—Volvamos adentro —murmuró Sofía.
Quiso retirar el brazo; pero él lo retuvo con fuerza. No; ¿para qué volver? Si allí estaban tan bien… ¿Qué mejor? ¿O acaso la estaba aburriendo? Sofía respondió que no, al contrario; pero debía atender a las visitas… ¡Hacía tanto que estaban allí!
—No hace ni diez minutos —dijo Rubião—. ¿Qué son diez minutos?
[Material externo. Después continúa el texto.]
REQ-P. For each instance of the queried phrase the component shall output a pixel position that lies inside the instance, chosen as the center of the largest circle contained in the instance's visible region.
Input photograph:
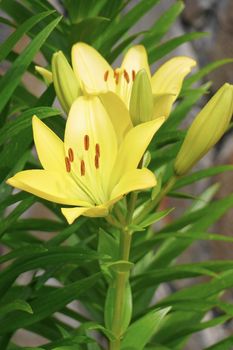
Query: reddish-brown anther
(86, 142)
(71, 155)
(68, 166)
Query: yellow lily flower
(206, 130)
(97, 76)
(95, 166)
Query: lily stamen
(86, 142)
(82, 167)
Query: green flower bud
(141, 101)
(206, 130)
(45, 73)
(65, 82)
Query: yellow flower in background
(95, 165)
(206, 130)
(97, 76)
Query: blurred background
(216, 18)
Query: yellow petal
(50, 148)
(89, 121)
(133, 147)
(162, 105)
(133, 180)
(73, 213)
(136, 59)
(118, 114)
(169, 77)
(55, 187)
(90, 68)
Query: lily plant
(95, 166)
(96, 76)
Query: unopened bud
(141, 101)
(45, 73)
(206, 130)
(65, 82)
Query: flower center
(86, 145)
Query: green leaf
(16, 213)
(54, 257)
(22, 252)
(141, 331)
(9, 43)
(11, 129)
(46, 304)
(162, 50)
(224, 344)
(216, 208)
(154, 277)
(153, 218)
(117, 30)
(87, 29)
(15, 305)
(13, 76)
(162, 25)
(182, 109)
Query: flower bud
(206, 130)
(141, 101)
(65, 82)
(45, 73)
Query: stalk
(122, 277)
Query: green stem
(121, 280)
(122, 277)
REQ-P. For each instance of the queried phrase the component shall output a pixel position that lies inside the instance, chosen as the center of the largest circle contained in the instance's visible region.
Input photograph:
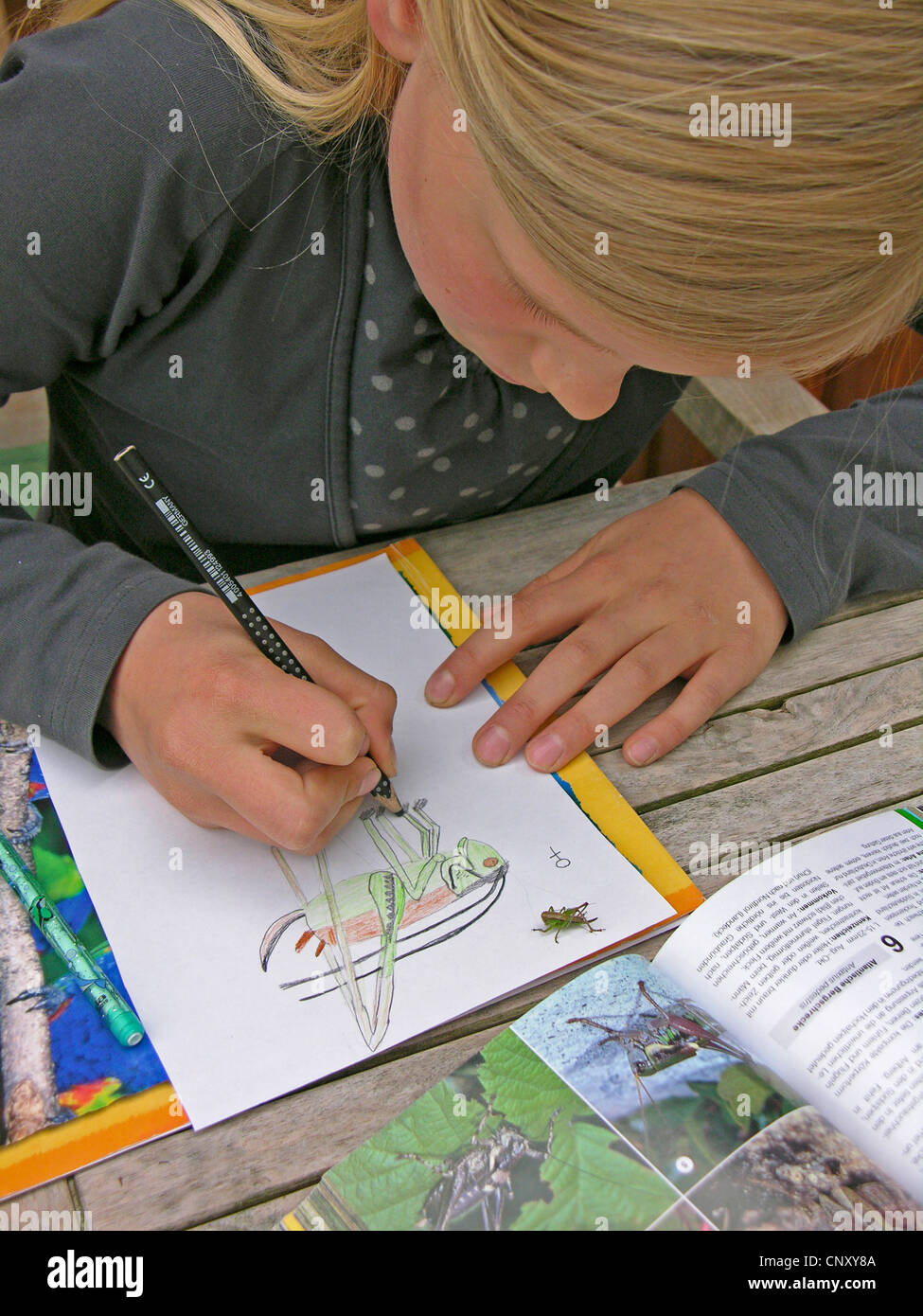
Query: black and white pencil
(226, 587)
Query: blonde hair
(581, 114)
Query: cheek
(440, 237)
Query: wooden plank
(757, 739)
(788, 804)
(262, 1217)
(189, 1178)
(829, 653)
(724, 411)
(499, 554)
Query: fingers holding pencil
(232, 741)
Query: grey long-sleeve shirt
(184, 272)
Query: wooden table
(799, 750)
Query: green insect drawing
(364, 924)
(556, 920)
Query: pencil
(226, 586)
(112, 1007)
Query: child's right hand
(202, 712)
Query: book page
(257, 972)
(613, 1104)
(815, 960)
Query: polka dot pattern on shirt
(428, 445)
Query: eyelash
(539, 312)
(532, 307)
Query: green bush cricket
(556, 920)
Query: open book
(764, 1073)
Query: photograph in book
(656, 1067)
(501, 1144)
(616, 1103)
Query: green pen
(112, 1007)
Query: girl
(346, 269)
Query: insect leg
(389, 897)
(428, 829)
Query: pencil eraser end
(127, 1031)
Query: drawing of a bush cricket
(478, 1175)
(556, 920)
(653, 1042)
(425, 886)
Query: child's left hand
(653, 596)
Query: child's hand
(654, 595)
(201, 712)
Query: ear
(397, 24)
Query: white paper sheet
(187, 938)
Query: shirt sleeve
(794, 499)
(101, 199)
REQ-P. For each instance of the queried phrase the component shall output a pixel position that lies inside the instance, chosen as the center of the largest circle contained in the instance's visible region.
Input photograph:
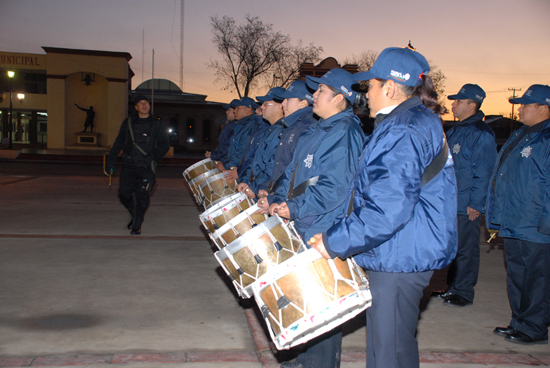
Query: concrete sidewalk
(77, 289)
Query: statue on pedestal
(90, 115)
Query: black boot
(136, 226)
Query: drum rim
(222, 202)
(197, 164)
(205, 181)
(238, 244)
(208, 174)
(288, 266)
(254, 208)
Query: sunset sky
(498, 44)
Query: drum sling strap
(437, 164)
(273, 186)
(301, 188)
(153, 163)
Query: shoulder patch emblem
(526, 152)
(456, 149)
(309, 161)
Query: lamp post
(11, 74)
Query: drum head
(309, 295)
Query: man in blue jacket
(224, 140)
(518, 206)
(297, 100)
(402, 225)
(261, 164)
(245, 125)
(474, 150)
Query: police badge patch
(309, 161)
(456, 149)
(526, 152)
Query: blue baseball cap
(337, 78)
(271, 95)
(297, 89)
(469, 92)
(230, 105)
(248, 102)
(537, 93)
(401, 65)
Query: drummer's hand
(231, 175)
(263, 206)
(281, 210)
(243, 187)
(316, 242)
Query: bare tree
(438, 78)
(287, 70)
(253, 52)
(364, 60)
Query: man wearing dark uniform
(144, 141)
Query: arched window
(206, 131)
(190, 130)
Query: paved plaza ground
(77, 289)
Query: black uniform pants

—Pero les inquietará nuestra ausencia…
Al oír el posesivo Rubião se estremeció: nuestra ausencia. Veía en él un atisbo de complicidad. Aceptó que nuestra ausencia podía inquietarlos. Ella tenía razón: debían separarse; sólo le pedía una cosa, dos cosas: la primera, que no olvidara aquellos diez minutos sublimes; la segunda, que todas las noches a las diez en punto mirara la Cruz del Sur; él también la miraría y los pensamientos de ambos se encontrarían allí, íntimos, entre Dios y los hombres.
La invitación era poética, pero sólo la invitación. Rubião devoraba a la joven con ojos de fuego, le aferraba una mano para que no huyese. Ni en los ojos ni en el gesto había la menor poesía. A punto de decir una palabra áspera, Sofía se la tragó porque Rubião era un buen amigo de la casa. Quiso reír pero no pudo; se mostró entonces disgustada, después resignada, por último suplicante; le rogó por el alma de la madre de él, que debía de estar en el cielo… Rubião no quería saber de cielos, ni de madres, ni de nada. ¿Qué era una madre? ¿Qué era el cielo?, parecía decir su rostro.
—¡Ay, me romperá usted los dedos! —suspiró la moza en voz baja.
Fue entonces cuando él empezó a volver en sí. Aunque no soltó los dedos, aflojó la presión.
—Vaya —dijo—. Pero antes…
Se inclinaba ya para besarle la mano, cuando una voz, a unos pasos, vino a despertarlo por completo.